Hollande and Macron

President Francois Hollande and Emmanuel Macron walk in the Elysee Palace in Paris. (Credit Image: © Philippe Wojazer/Reuters via ZUMA Press)

President François Hollande has called on French voters to reject far-right candidate Marine Le Pen and back Emmanuel Macron to succeed him.

The pair will face each other in a run-off vote on 7 May after taking the top places in Sunday’s first round, with Mr Macron the current favourite to win.

Mr Hollande said a far-right victory would endanger the country.

He said: “What is at stake is France’s make-up, its unity, its membership of Europe and its place in the world.”

His brief TV address on Monday reflected a move by much of France’s mainstream to line up behind Mr Macron to try to stave off Ms Le Pen.

Earlier, defeated candidates, the Republicans’ François Fillon and Socialist Benoît Hamon, both urged supporters to vote for Mr Macron.

Ms Le Pen quickly renewed her attacks on Mr Macron on Monday, calling him a “weakling” for his anti-terrorism policies.

The victory of Ms Le Pen and Mr Macron meant that, for the first time in six decades, neither of France’s main left-wing or right-wing parties had a candidate remaining in the election.

The pair will hold a TV debate on 3 May, aides to Mr Macron said on Monday.

President Hollande said the far-right would threaten the rupture of Europe, “profoundly divide France” and “faced with such a risk, I will vote for Emmanuel Macron”.

He said his former economy minister would “defend the values which will bring French people together at such an important moment, a serious time for Europe, the world and France”.

But the BBC’s Hugh Schofield in Paris says the support of Mr Hollande will be a mixed blessing for Mr Macron, as it will serve as a reminder to the French people that he was previously a close adviser and minister of the unpopular head of state.

When he conceded defeat, the conservative Mr Fillon, who was third on Sunday with 20%, said there was “no other choice than voting against the far-right”.

However, the position of the fourth-placed candidate, hard-left Jean-Luc Mélenchon, who took a creditable 19.6%, was still unclear.

He pointedly refused to back Mr Macron, whose pro-EU, pro-business and pro-globalisation stance is diametrically opposed to his anti-austerity, eurosceptic approach.

Steeve Briois, vice-president of Ms Le Pen’s National Front (FN), said it was hoping to win over Mr Mélenchon’s supporters, who he called “outside the system”.

“The voters who voted for Mr Mélenchon are angry voters. They can be in agreement with us,” Mr Briois told the Associated Press.

However, an IFOP poll on Monday of Mélenchon supporters suggested that 51% would vote for Mr Macron and only 19% for Ms Le Pen.

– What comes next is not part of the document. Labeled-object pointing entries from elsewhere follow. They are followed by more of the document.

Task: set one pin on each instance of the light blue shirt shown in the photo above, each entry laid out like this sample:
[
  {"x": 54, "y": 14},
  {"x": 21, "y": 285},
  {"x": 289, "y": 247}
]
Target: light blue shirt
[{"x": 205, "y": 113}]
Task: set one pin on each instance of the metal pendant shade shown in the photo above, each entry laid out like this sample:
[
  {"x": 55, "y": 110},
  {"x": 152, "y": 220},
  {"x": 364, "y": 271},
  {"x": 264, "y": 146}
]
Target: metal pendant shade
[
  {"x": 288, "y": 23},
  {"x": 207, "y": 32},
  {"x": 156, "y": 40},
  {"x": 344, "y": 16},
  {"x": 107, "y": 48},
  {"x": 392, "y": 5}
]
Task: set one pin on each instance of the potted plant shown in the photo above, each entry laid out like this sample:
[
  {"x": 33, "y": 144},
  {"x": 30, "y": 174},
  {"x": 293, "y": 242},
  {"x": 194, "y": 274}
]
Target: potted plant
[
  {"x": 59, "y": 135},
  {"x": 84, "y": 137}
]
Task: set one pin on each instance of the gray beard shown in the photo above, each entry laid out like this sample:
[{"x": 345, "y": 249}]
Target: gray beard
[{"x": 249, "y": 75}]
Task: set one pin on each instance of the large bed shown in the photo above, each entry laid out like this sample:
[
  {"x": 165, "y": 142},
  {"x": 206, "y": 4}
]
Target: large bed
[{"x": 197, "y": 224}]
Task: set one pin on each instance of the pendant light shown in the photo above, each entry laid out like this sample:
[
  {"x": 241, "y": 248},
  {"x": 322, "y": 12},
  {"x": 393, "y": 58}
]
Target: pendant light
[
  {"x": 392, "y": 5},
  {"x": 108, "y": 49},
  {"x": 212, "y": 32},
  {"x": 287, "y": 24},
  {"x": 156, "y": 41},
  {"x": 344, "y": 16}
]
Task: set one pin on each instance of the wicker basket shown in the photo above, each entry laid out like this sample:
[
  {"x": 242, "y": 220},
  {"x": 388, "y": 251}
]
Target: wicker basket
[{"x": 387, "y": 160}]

Protesters who burned cars at the Place de la Bastille and Place de la Republique in Paris overnight were chanting “No Marine and No Macron!”

The latest opinion poll, by Opinionway, suggested a second-round victory for Mr Macron by 61% to 39%.

But there were warnings from Mr Macron’s own party following a glitzy victory celebration at a Paris bistro that the job was not yet done.

“We need to be humble. The election hasn’t been won and we need to bring people together to win,” Richard Ferrand, secretary-general of Mr Macron’s En Marche movement, said.

The National Front said that while Mr Macron’s supporters were recovering “from their showbiz evening”, Ms Le Pen was out canvassing in a market in a small northern town.

She quickly attacked her rival: “Mr Macron is a weakling. Here we have a candidate who doesn’t have a programme to protect the French people from the threat posed by Islamist terrorism.”

She added: “He is a hysterical, radical ‘Europeanist’. He is for total open borders. He says there is no such thing as French culture.”